Abstract

Increasing drought and extreme rainfall are major threats to maize production in the United States. However, compared to drought impact, the impact of excessive rainfall on crop yield remains unresolved. Here, we present observational evidence from crop yield and insurance data that excessive rainfall can reduce maize yield up to −34% (−17 ± 3% on average) in the United States relative to the expected yield from the long-term trend, comparable to the up to −37% loss by extreme drought (−32 ± 2% on average) from 1981 to 2016. Drought consistently decreases maize yield due to water deficiency and concurrent heat, with greater yield loss for rainfed maize in wetter areas.
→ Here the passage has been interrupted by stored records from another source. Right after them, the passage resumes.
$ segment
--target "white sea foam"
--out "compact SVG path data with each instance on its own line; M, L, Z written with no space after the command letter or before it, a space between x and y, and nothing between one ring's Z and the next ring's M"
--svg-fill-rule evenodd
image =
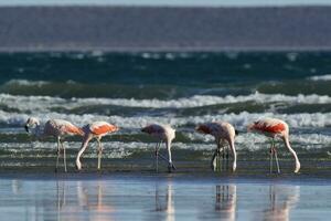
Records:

Excessive rainfall can have either negative or positive impact on crop yield, and its sign varies regionally. Excessive rainfall decreases maize yield significantly in cooler areas in conjunction with poorly drained soils, and such yield loss gets exacerbated under the condition of high preseason soil water storage. Current process-based crop models cannot capture the yield loss from excessive rainfall and overestimate yield under wet conditions. Our results highlight the need for improved understanding and modeling of the excessive rainfall impact on crop yield.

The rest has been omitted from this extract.